Word Count Engine #

Question #

Implement a document scanning function wordCountEngine, which receives a string document and returns a list of all unique words in it and their number of occurrences, sorted by the number of occurrences in descending order.

If two or more words have the same count, they should be sorted according to their order in the original sentence. Assume that all letters are in the English alphabet.

Your function should be case-insensitive, so for instance, the words “Perfect” and “perfect” should be considered the same word.

The engine should strip out punctuation (even in the middle of a word) and use whitespaces to separate words.

Important: please convert the occurrence integers in the output list to strings (e.g. "3" instead of 3).

Example #

input:  document = "Practice makes perfect. you'll only
                    get Perfect by practice. just practice!"
output: [ ["practice", "3"], ["perfect", "2"],
          ["makes", "1"], ["youll", "1"], ["only", "1"],
          ["get", "1"], ["by", "1"], ["just", "1"] ]

Solution #

First, we split the document into words.

Then, we traverse the words array.

For every word, ignore the non-English alphabet, and make the word lowercase. Use an OrderedDict to store the occurrences.

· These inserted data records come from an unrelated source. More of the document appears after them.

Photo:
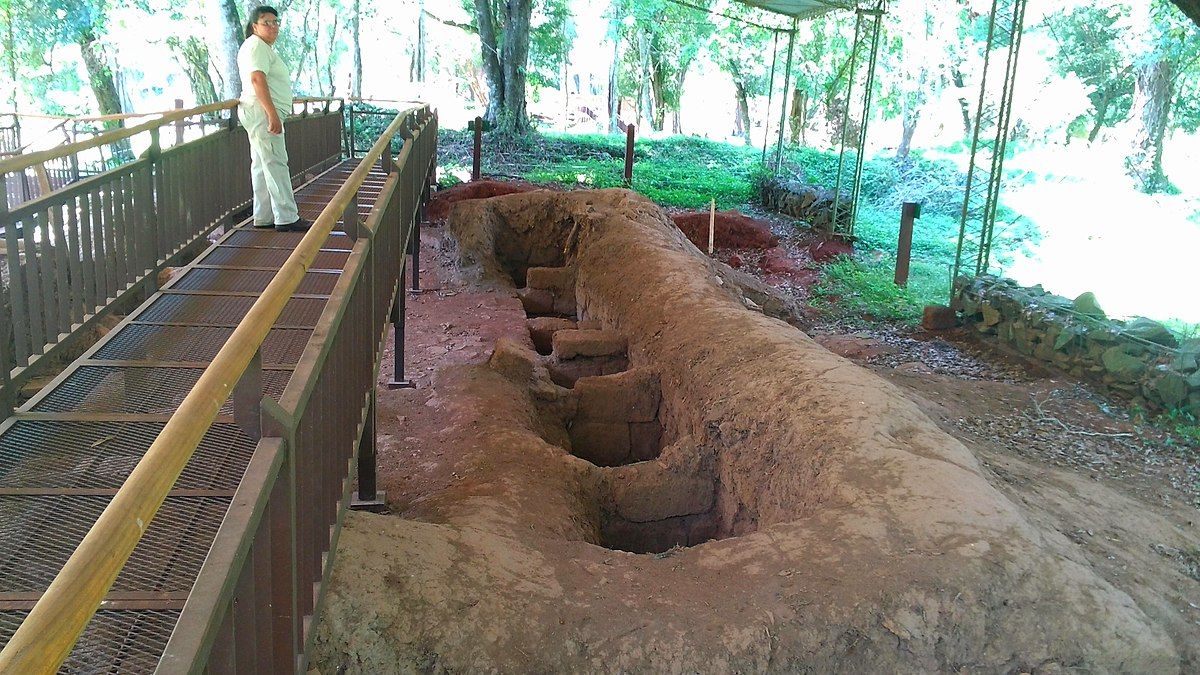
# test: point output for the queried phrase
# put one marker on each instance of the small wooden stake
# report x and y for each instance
(712, 225)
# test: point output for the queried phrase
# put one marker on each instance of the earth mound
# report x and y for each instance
(441, 201)
(796, 511)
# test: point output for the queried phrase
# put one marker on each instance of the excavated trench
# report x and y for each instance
(805, 513)
(616, 420)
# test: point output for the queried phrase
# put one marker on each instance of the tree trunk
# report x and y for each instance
(799, 114)
(193, 57)
(677, 124)
(225, 36)
(355, 25)
(743, 107)
(329, 59)
(419, 51)
(491, 59)
(1150, 113)
(11, 61)
(909, 127)
(658, 94)
(645, 108)
(100, 76)
(514, 60)
(613, 89)
(1102, 113)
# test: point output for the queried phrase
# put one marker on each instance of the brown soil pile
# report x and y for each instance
(807, 513)
(441, 202)
(730, 231)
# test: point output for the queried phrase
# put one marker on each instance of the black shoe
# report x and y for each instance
(300, 225)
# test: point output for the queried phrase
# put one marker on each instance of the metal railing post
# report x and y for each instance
(909, 213)
(367, 497)
(154, 192)
(477, 149)
(247, 396)
(630, 132)
(397, 321)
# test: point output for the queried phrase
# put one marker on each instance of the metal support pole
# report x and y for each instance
(909, 213)
(351, 217)
(477, 149)
(876, 28)
(989, 138)
(7, 394)
(415, 249)
(787, 83)
(845, 120)
(367, 497)
(771, 96)
(155, 193)
(630, 135)
(179, 123)
(397, 321)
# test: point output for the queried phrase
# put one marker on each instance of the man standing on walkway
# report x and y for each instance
(265, 102)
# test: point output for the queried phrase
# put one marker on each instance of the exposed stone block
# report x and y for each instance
(543, 329)
(645, 440)
(939, 317)
(625, 396)
(603, 443)
(567, 372)
(513, 359)
(561, 280)
(571, 344)
(646, 495)
(537, 300)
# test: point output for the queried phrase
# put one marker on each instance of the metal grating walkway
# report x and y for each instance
(67, 451)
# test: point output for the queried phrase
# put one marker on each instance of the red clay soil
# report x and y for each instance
(439, 204)
(731, 231)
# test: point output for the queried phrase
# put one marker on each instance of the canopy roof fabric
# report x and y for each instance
(801, 9)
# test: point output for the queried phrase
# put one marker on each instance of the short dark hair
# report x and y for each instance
(257, 13)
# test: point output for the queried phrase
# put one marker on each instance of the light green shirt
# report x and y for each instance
(257, 55)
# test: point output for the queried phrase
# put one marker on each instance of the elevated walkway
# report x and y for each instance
(228, 574)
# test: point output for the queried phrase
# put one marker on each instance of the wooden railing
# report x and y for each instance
(71, 254)
(287, 511)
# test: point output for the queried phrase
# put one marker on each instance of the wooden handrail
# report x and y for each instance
(48, 634)
(25, 161)
(131, 115)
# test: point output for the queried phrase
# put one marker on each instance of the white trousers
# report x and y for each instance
(274, 202)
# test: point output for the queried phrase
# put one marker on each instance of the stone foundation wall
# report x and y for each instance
(804, 202)
(1140, 358)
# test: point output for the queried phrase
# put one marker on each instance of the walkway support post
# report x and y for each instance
(989, 138)
(787, 83)
(369, 497)
(909, 213)
(868, 30)
(771, 95)
(477, 149)
(630, 133)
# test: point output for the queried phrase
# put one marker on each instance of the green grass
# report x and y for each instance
(687, 172)
(855, 288)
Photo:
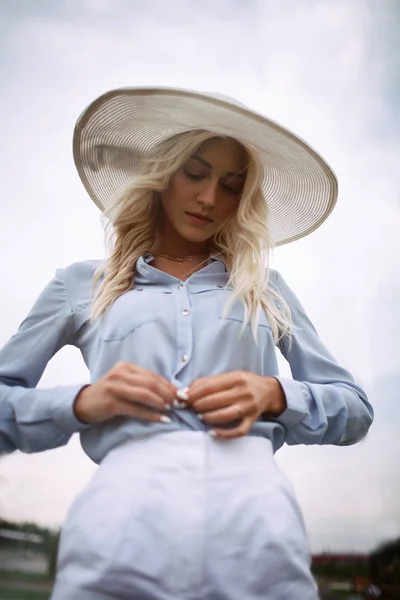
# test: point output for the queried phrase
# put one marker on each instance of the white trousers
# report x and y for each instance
(183, 516)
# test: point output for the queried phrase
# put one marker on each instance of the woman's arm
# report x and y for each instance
(324, 405)
(31, 419)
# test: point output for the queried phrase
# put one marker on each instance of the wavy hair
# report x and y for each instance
(243, 243)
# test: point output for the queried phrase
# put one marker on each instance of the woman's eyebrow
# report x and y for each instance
(207, 164)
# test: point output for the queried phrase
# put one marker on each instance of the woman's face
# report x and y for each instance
(205, 192)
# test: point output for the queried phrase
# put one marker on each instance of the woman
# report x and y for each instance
(178, 328)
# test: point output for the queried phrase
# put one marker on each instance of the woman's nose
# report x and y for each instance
(208, 193)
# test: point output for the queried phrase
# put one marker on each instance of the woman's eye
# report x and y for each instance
(193, 176)
(231, 189)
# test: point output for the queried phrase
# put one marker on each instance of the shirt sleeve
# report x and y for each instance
(32, 419)
(324, 405)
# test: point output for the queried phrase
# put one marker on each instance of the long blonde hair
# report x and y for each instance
(244, 243)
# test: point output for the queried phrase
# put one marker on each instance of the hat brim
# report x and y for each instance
(123, 125)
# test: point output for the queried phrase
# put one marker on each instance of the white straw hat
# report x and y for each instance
(124, 124)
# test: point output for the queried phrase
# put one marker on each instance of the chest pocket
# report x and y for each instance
(236, 311)
(135, 308)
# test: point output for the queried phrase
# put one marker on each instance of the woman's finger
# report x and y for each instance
(136, 392)
(233, 432)
(229, 414)
(214, 401)
(141, 413)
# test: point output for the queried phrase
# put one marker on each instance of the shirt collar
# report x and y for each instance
(147, 272)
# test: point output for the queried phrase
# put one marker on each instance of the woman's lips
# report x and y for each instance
(198, 219)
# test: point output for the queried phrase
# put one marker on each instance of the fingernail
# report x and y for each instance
(182, 394)
(165, 419)
(177, 404)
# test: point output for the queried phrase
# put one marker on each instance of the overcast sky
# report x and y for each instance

Last, we can use the Bucket Sort algorithm to sort the result by occurrences.

Code #

from collections import OrderedDict

def solution(document):
    word_count = OrderedDict()
    raw_words = document.split()
    max_count = 0
    for word in raw_words:
        processed_word = ""
        for char in word:
            if char.isalpha():
                processed_word += char.lower()
        if processed_word in word_count:
            word_count[processed_word] += 1
            max_count = max(max_count, word_count[processed_word])
        else:
            word_count[processed_word] = 1

    # bucket sort
    buckets = [[] for i in range(max_count + 1)]
    for word, count in word_count.items():
        buckets[count].append(word)

    result = []
    for count in range(max_count, 0, -1):
        for word in buckets[count]:
            result.append([word, str(count)])
    return result


def main():
    assert solution(document='''Practice makes perfect. you'll only get Perfect by practice. just practice!''') == [
        ["practice", "3"], ["perfect", "2"],
        ["makes", "1"], ["youll", "1"], ["only", "1"],
        ["get", "1"], ["by", "1"], ["just", "1"]]


if __name__ == '__main__':
    main()

Time& Space Complexity #

Time Complexity: O(N)

Splitting words takes O(N), counting the occurrences takes O(N), And the Bucket Sort takes O(N)

Space Complexity: O(M)

OrderedDict’s length is equal to the different words number.